Just in time for summer, a Richmond boat-sharing club has affiliated itself with a bigger boat club so its members can ship out into the Chesapeake Bay, the Gulf of Mexico and even the Atlantic Ocean if they’re feeling brave.
BizSense sat down last week with Tory Wiles, the 27-year-old founder of The Mariners Club at Rocketts Landing which is now Carefree Boat Club of Richmond.
Below is an edited transcript.
Richmond BizSense: You have been in business for two years now. How has the club grown since its founding?
Tory Wiles: Since our first year, we’ve doubled in size each year. With that said, we keep a 10-to-1 member-to-boat ratio, which gives availability for everybody. We now have six boats, and we currently have 62 members. We are at the cap.
We’re going to add two boats by next year, so we’re going to have a limit of 100 members, and that will be for the lifetime of the club.
RBS: What’s new for this summer?
TW: Carefree Boating is the biggest move this year. Richmonders like to travel to Virginia Beach. They like to travel to North Carolina, to Northern Virginia. Now with Carefree, all members in Richmond can boat anywhere there’s a Carefree Boat Club. A lot of people have the hassle of trailering a boat. Now all you have to do is travel with your family and go enjoy a weekend in Virginia Beach out on the boat.
RBS: Where else are there Carefree Boat Clubs?
TW: In Virginia, we have Virginia Beach, Hampton, Williamsburg, Stafford and D.C. And then we have boat clubs from New Jersey to Florida to Tennessee, out to Texas as well.
RBS: Will the change affect the cost of membership?
TW: Every summer, we raise membership fees. So the first summer, it was a lot cheaper. As we go up each year in boats and members, the rates go up. Now rates range from $2,000 to $3,500 per year, depending on your contract. We have a one-year, a three-year and a five-year contract. The longer contracts get cheaper dues. We call it a contract, but you can sell your contract, you can trade your contract, you can give it away.
RBS: You started a boating club, offering a high-end, luxury product, in a difficult economic time. Did that affect business?
TW: I was really nervous opening up a boat club in hard times, but what’s funny is the economy kind of proved me wrong. People who have boats have payments of $300 to $500 (per month). People want to buy boats, and they have to put payments of $5,000 down. They want to buy $20,000 and $30,000 boats, and it becomes a huge purchase.

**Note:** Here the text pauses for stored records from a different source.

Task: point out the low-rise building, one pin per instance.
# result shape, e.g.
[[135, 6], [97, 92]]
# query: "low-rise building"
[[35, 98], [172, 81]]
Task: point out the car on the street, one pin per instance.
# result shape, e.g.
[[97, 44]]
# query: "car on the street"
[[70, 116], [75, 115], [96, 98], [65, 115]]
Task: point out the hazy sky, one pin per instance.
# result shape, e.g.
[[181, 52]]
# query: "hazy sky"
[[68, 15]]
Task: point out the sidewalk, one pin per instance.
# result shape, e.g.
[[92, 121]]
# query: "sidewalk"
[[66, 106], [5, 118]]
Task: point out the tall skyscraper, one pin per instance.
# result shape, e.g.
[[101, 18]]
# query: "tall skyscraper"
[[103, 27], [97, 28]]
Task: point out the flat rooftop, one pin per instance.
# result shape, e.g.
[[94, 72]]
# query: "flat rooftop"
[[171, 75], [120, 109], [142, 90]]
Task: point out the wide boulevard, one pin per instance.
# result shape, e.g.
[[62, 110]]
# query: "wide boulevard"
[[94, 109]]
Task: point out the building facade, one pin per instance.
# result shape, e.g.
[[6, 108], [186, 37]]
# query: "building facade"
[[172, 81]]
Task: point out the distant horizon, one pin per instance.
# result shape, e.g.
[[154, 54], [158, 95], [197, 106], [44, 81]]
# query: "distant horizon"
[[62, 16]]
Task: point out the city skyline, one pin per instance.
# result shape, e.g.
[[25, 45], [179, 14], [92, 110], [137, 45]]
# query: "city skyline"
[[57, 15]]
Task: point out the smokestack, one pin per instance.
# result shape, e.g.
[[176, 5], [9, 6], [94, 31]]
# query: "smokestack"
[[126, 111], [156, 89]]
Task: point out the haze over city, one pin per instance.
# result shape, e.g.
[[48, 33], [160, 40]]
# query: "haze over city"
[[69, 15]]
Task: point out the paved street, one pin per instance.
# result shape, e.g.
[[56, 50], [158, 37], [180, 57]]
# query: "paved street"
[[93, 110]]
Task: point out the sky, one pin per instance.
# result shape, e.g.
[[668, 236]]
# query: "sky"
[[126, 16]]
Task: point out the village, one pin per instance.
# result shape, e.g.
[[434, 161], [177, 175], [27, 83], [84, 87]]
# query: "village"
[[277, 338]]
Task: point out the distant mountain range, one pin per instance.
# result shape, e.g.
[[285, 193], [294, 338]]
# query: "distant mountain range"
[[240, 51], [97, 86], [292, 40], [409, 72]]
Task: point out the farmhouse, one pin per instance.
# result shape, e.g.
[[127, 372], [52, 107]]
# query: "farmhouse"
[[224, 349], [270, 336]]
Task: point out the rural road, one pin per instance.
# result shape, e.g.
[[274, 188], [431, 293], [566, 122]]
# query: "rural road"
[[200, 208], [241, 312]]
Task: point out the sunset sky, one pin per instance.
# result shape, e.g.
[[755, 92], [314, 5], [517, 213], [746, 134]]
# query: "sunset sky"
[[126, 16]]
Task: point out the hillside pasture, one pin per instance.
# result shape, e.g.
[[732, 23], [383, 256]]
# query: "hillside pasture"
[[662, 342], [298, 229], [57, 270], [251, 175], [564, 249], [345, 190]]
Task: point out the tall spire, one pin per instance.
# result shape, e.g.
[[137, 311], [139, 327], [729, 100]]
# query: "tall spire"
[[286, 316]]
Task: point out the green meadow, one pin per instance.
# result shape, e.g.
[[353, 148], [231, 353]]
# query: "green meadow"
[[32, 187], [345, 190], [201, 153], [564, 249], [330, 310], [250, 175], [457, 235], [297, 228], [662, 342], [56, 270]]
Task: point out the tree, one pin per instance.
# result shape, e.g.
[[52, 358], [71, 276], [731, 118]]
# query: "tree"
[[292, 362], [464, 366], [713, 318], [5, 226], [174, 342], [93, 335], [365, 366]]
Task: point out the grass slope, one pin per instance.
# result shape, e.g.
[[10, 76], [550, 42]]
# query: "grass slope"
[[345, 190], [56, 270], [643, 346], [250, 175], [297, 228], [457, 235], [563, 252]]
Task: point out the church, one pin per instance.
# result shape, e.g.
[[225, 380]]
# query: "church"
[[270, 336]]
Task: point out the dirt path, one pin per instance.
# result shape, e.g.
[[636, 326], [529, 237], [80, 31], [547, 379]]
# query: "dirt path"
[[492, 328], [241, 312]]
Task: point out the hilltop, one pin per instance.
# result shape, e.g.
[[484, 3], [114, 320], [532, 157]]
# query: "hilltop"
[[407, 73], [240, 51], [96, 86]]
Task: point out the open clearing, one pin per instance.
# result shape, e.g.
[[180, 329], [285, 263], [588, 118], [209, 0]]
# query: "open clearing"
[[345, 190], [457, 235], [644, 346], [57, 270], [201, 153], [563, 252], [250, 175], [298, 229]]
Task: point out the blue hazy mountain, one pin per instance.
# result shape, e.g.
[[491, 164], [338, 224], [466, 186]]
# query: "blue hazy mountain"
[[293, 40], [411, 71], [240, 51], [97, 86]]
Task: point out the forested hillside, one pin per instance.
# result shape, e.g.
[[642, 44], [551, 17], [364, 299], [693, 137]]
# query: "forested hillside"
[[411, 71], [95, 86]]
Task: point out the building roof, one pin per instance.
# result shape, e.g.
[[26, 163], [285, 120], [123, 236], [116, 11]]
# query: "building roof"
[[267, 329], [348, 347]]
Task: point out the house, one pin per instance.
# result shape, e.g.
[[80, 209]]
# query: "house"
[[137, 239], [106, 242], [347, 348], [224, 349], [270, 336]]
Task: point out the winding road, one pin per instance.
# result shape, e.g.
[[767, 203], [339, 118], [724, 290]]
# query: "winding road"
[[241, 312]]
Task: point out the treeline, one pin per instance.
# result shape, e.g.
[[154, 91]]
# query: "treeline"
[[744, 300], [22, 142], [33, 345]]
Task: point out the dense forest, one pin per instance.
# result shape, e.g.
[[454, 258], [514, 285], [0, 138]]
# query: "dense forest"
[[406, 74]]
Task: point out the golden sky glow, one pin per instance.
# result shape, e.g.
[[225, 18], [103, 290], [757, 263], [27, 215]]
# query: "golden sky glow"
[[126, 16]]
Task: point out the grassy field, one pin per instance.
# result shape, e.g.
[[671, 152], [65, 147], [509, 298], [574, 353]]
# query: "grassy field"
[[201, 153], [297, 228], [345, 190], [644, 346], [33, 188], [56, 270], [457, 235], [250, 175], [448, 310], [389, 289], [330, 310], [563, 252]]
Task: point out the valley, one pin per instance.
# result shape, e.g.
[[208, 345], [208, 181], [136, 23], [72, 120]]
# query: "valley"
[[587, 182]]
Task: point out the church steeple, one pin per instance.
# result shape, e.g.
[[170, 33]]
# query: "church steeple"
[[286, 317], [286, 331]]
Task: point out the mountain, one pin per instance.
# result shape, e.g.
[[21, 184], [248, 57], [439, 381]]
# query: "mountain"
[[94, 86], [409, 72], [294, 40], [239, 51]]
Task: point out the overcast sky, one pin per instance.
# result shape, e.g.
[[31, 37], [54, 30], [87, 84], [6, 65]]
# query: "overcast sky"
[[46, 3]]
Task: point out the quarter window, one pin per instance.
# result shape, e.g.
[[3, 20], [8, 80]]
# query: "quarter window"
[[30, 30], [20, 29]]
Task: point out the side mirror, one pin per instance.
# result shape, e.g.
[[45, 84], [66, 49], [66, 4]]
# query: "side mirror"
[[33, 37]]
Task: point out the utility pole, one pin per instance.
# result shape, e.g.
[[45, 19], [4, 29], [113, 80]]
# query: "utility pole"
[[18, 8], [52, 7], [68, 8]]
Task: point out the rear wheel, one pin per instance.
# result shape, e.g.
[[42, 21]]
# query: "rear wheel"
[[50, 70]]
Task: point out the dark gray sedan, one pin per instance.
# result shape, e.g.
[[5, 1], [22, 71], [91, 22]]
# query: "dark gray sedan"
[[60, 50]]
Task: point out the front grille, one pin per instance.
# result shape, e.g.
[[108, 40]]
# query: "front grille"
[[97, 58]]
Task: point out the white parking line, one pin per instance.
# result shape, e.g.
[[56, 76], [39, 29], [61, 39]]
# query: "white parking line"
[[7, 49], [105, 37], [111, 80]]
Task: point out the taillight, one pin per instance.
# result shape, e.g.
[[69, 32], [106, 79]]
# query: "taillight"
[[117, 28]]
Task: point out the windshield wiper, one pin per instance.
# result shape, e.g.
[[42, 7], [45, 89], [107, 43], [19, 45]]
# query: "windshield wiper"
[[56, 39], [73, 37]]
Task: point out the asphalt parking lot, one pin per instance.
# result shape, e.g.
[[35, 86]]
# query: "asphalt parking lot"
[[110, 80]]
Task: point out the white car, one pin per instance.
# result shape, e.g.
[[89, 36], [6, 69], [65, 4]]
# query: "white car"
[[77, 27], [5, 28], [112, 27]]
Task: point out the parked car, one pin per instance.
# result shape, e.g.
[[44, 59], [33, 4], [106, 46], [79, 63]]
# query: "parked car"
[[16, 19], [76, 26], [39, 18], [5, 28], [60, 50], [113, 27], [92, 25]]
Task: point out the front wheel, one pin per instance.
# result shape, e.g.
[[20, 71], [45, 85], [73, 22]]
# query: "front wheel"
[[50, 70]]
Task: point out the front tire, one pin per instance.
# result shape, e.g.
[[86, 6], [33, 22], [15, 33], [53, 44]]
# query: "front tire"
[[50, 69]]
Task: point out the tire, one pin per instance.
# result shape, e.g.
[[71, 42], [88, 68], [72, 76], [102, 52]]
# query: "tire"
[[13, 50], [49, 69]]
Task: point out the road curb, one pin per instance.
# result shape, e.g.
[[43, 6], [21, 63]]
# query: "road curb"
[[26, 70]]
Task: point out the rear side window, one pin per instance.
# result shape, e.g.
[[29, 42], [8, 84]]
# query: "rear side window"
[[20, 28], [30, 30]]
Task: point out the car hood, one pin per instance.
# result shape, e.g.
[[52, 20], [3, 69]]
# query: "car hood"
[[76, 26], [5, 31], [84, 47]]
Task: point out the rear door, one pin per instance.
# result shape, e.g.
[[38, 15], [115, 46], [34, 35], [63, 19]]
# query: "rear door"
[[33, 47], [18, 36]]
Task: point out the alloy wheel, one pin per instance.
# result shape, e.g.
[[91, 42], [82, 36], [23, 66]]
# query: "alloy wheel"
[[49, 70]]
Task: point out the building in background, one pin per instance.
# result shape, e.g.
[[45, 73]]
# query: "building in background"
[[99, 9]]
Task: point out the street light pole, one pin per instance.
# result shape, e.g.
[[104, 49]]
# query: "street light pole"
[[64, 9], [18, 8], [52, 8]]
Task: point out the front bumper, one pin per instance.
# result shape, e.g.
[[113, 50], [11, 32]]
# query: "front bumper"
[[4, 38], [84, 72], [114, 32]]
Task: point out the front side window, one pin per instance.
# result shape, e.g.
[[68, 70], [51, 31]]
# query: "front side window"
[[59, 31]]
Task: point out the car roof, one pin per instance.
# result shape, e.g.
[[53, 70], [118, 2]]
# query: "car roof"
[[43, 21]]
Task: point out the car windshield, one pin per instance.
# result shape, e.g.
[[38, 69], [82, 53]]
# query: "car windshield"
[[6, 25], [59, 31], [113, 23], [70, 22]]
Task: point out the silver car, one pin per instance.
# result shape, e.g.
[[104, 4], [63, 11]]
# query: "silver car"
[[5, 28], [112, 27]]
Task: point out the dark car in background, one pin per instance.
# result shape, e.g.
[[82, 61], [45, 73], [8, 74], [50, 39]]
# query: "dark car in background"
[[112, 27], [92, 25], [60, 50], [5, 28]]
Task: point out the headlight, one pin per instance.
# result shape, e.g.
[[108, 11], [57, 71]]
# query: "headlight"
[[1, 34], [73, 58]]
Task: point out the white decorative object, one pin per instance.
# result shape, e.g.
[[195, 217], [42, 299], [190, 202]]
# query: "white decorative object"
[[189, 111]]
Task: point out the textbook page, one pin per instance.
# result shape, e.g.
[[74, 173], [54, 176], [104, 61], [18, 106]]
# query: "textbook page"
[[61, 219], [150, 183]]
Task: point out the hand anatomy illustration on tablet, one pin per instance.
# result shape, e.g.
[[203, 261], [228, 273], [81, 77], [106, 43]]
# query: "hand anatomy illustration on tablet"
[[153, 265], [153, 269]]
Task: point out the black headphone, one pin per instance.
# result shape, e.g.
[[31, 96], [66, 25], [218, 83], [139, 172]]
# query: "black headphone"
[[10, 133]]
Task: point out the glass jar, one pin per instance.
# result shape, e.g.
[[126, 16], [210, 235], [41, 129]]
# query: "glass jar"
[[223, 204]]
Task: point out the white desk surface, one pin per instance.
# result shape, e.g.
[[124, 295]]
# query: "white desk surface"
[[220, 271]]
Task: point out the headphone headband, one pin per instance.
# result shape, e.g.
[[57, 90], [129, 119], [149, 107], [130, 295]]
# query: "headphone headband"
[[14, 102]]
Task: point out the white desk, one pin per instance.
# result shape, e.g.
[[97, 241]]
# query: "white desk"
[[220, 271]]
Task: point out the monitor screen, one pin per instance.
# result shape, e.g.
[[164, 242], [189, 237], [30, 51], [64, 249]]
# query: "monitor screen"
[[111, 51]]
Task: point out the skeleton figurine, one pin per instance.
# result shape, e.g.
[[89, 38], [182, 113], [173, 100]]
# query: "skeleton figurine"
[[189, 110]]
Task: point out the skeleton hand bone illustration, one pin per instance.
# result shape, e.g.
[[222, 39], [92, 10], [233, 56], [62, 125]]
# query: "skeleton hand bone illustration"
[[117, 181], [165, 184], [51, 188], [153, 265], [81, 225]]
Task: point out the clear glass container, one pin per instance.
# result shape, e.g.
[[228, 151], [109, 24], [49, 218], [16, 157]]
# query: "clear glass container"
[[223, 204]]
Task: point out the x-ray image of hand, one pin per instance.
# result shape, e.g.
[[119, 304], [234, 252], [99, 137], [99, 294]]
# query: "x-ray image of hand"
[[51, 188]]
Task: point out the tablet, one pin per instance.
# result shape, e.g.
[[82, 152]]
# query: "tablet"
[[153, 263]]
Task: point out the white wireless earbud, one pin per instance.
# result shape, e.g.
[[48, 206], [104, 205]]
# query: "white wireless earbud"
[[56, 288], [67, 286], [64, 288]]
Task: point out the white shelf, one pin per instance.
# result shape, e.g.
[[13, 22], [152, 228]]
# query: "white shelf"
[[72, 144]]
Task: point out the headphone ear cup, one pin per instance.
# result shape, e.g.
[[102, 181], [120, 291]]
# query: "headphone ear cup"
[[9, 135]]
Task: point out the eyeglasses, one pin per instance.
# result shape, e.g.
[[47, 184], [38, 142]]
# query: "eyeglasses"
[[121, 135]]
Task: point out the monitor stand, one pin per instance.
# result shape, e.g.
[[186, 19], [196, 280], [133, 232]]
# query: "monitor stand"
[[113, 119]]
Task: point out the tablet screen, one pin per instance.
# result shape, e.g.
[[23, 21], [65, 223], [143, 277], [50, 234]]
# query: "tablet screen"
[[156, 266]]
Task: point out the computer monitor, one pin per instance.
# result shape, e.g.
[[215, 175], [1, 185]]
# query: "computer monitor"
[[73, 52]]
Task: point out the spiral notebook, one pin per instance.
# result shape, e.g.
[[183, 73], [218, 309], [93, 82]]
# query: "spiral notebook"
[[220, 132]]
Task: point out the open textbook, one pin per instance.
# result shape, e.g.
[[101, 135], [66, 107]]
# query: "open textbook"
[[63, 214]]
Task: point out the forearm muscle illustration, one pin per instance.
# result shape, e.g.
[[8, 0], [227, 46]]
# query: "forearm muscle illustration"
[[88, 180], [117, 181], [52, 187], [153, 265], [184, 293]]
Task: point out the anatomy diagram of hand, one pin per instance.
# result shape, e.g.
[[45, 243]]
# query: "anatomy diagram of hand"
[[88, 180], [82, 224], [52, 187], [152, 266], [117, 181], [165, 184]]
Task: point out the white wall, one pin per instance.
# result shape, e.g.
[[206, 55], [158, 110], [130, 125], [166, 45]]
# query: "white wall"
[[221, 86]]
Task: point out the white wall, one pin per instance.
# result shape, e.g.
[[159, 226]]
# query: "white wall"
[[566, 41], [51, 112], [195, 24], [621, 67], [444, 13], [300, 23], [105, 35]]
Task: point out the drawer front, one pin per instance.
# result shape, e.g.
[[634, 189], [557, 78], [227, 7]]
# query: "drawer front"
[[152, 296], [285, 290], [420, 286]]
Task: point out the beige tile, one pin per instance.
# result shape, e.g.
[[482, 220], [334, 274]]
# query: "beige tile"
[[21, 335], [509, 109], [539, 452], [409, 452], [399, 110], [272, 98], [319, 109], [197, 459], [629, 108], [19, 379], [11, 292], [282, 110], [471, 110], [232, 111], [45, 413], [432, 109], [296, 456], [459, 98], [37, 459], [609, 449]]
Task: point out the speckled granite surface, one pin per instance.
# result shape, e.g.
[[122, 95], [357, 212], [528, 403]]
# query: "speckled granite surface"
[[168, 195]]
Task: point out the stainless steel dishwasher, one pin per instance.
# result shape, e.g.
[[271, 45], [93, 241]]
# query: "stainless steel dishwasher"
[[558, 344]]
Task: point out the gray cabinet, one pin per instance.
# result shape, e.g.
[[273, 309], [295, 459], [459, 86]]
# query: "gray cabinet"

Whereas people who are always interested in boating each year, instead of having to go and pay all these maintenance fees and pay to have these boats stored and docked, they can join our club. We kind of see it as a money savings versus spending into a luxury product.
RBS: How did you become interested in boating, and where did you get the idea for the Mariners Club?
TW: I grew up on the water in Virginia Beach, doing lots of fishing and boating, so at an early age I was into boating. Then I came to Richmond, and everyone here goes to the river.
At the entrepreneur school at LSU, they always said, “Do what you have a passion for, do what interests you.” So when I came up to Richmond and I saw Rocketts Landing was putting in a marina, I said “Hey, what about a boat club?” Then I started a marina management company as well.
RBS: Where did you learn to manage the boat club?
TW: I was an operations manager for Regions Bank in Louisiana, and I did some financial work with another boat club down in Louisiana, and I learned the ins and outs. I mainly learned the basics from them, and the rest from being on the job at the Mariners Club.
RBS: What sort of challenges have you encountered?
TW: The hardest thing and the craziest thing is learning and doing the maintenance on the boats. We say, “no hassle boating.” It’s great for the members. It’s really hard on us, because we have to keep up the maintenance.
RBS: What do you have in mind for the future?
TW: We’re looking to expand out to Tappahannock and Lake Anna probably, in the next year or so, and just improve on informing Richmond residents about this fun kind of recreation we have down here on the James River.
RBS: Do you ever look back and miss the suits and ties that you traded for boat shoes?
TW: I would never change my job for the world. I love coming to work every day. I live at Rocketts, I work at Rocketts, I play at Rocketts. I live in the lifestyle I like to live. I never want to work at a bank again.